Here’s an excerpt from the President’s much-touted PBS interview:
So point number one, if you’re a U.S. person, then NSA is not listening to your phone calls and it’s not targeting your emails unless it’s getting an individualized court order. That’s the existing rule. There are two programs that were revealed by Mr. Snowden, allegedly, since there’s a criminal investigation taking place, and they caused all the ruckus. Program number one, called the 2015 Program, what that does is it gets data from the service providers like a Verizon in bulk, and basically you have call pairs. You have my telephone number connecting with your telephone number. There are no names. There is no content in that database. All it is, is the number pairs, when those calls took place, how long they took place. So that database is sitting there. Now, if the NSA through some other sources, maybe through the FBI, maybe through a tip that went to the CIA, maybe through the NYPD. Get a number that where there’s a reasonable, articulable suspicion that this might involve foreign terrorist activity related to Al-Qaeda and some other international terrorist actors. Then, what the NSA can do is it can query that database to see did any of the — did this number pop up? Did they make any other calls? And if they did, those calls will be spit out. A report will be produced. It will be turned over to the FBI. At no point is any content revealed because there’s no content that —
The NSA isn’t reading your emails, the NSA isn’t listening to your phone calls, because there are rules according to President Obama.

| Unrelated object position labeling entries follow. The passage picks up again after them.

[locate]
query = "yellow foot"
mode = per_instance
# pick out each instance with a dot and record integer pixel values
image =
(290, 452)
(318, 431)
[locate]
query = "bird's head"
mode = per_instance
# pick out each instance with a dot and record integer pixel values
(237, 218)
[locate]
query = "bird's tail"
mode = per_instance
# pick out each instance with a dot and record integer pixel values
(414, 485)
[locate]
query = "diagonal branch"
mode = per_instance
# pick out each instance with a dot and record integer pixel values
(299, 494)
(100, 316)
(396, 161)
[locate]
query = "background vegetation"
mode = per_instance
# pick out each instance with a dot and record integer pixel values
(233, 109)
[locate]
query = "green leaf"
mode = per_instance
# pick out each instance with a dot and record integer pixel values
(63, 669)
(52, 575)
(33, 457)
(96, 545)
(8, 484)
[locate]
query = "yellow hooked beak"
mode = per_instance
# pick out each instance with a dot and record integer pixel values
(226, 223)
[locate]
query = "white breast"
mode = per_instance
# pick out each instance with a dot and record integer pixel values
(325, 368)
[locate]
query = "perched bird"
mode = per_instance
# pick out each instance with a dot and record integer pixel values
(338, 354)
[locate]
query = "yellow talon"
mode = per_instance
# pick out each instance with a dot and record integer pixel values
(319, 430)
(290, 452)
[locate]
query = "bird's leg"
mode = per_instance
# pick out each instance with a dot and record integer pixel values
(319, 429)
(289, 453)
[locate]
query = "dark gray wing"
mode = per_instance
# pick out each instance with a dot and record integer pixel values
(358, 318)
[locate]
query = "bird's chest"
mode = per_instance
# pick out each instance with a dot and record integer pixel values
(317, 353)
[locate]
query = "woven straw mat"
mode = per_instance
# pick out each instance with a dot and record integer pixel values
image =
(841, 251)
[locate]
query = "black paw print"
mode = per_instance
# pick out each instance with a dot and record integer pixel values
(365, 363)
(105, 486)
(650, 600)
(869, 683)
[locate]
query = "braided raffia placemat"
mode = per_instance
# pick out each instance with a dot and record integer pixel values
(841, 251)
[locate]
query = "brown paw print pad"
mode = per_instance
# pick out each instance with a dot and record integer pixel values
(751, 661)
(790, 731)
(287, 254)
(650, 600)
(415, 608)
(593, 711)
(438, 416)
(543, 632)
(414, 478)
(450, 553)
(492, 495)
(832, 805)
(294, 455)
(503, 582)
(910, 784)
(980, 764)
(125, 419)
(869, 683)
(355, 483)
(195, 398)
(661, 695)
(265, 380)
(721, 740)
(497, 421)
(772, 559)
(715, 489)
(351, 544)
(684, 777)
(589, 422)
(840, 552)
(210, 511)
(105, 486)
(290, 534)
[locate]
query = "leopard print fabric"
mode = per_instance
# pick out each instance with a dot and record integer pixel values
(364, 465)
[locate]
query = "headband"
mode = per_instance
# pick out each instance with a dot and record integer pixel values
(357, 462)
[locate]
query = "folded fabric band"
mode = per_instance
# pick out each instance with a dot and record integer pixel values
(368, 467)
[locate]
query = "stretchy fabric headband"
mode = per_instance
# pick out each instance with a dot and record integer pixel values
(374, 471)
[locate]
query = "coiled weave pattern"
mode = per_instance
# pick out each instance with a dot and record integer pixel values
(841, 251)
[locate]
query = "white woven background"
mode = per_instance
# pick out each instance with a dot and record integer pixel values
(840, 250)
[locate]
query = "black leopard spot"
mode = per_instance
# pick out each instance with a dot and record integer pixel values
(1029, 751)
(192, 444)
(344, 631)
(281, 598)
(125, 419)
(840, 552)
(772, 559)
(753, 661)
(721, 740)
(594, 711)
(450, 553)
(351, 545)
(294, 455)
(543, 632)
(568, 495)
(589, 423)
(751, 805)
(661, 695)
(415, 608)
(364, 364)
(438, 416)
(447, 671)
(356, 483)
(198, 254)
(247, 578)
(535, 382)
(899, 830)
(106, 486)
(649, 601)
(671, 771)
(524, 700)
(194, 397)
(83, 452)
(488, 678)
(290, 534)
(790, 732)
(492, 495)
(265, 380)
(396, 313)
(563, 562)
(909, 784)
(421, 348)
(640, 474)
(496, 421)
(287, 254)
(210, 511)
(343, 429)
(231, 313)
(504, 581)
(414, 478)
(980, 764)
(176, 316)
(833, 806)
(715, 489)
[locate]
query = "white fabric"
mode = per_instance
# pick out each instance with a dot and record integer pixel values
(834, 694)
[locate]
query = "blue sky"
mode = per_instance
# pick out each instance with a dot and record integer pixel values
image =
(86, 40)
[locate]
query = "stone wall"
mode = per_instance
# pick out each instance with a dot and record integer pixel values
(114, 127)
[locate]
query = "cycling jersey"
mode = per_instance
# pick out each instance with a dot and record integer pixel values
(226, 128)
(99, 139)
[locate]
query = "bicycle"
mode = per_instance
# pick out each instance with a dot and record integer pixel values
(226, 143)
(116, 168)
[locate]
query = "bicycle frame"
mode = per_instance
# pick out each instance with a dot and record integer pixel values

Which sort of plays into something NSA whistleblower Edward Snowden said recently during an online chat hosted by The Guardian: “it’s important to understand that policy protection is no protection — policy is a one-way ratchet that only loosens.”
What Snowden means, and what President Obama is tacitly confirming, is that whoever of the half-million or so federal employees or contractors with “top secret” security clearance who have access to our communications data don’t listen to our calls or read our emails because they’re not supposed to.
Not be cause they can’t. We’re just supposed to believe they won’t, because there are rules against it.
But what happens if a rogue NSA employee or federal contractor breaks the rules? What happens if some outside entity hacks the database?
Americans don’t have a lot of assurances in that regard.
If the sanctity of our private communications data that is in the hands of the government hinges upon our ability to trust the government, we’re all in a lot of trouble.